Reputation: 59
I have the following data.
name x1 x2 x3 x4
1 V1_3 1 0 999 999
2 V2_3 1.12 0.044 25.4 0
3 V3_3 0.917 0.045 20.4 0
4 V1_15 1 0 999 999
5 V2_15 1.07 0.036 29.8 0
6 V3_15 0.867 0.039 22.5 0
7 V1_25 1 0 999 999
8 V2_25 1.07 0.034 31.1 0
9 V3_25 0.917 0.037 24.6 0
10 V1_35 1 0 999 999
11 V2_35 1.05 0.034 31.2 0
12 V3_35 0.994 0.037 26.6 0
13 V1_47 1 0 999 999
14 V2_47 1.03 0.031 33.6 0
15 V3_47 0.937 0.034 27.4 0
16 V1_57 1 0 999 999
17 V2_57 1.13 0.036 31.9 0
18 V3_57 1.03 0.037 28.1 0
I want to convert this data to the following data. Can someone give me some suggestion, please?

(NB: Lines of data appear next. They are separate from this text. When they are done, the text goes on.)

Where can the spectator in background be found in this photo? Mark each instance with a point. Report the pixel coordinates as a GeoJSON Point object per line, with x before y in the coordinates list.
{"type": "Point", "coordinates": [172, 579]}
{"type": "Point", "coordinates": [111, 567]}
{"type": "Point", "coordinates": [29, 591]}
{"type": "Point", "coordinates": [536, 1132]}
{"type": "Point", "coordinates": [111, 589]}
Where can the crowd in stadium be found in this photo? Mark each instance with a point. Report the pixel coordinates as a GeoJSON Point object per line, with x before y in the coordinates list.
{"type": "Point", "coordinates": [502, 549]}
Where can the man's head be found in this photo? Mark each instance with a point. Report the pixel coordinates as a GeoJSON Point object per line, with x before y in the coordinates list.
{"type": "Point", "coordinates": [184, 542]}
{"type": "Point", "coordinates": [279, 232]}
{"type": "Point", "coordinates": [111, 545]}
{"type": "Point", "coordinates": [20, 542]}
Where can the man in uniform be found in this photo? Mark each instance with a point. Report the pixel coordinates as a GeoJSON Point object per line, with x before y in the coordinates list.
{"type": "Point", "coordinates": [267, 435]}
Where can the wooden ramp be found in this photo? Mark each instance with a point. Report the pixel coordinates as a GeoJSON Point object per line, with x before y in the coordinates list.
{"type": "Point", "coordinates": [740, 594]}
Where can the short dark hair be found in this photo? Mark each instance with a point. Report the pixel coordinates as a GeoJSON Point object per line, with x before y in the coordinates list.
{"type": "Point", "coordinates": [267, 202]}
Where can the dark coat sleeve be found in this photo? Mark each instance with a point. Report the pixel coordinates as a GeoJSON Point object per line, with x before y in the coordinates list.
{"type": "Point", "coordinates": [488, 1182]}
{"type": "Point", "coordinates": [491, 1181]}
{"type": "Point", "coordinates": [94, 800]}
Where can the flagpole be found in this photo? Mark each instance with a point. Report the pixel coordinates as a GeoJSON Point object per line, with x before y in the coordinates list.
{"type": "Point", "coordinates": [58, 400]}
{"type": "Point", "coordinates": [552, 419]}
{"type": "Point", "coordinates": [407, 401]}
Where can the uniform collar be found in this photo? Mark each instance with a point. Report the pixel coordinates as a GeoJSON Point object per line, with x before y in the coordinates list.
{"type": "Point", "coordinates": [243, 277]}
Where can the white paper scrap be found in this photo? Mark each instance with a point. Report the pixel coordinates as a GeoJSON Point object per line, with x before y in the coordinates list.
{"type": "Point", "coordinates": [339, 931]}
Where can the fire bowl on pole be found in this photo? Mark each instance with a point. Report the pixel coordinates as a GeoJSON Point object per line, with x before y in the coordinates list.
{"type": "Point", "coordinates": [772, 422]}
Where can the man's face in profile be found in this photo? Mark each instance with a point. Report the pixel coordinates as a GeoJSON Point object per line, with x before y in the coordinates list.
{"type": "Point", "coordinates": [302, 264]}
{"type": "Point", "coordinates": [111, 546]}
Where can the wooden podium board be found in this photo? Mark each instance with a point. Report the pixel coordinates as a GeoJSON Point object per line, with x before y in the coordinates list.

name est_3 est_15 est_25 est_35 est_47 est_57
1 V2 1.12 1.07 1.07 1.05 1.03 1.13
2 V3 0.917 0.867 0.917 0.994 0.937 1.03
Upvotes: 0
Views: 87
Reputation: 23574
Here is one approach for you. Your data is called mydf
here. First, you want to choose necessary columns (i.e., name
and x1
) using select()
. Then, you want to subset rows using filter()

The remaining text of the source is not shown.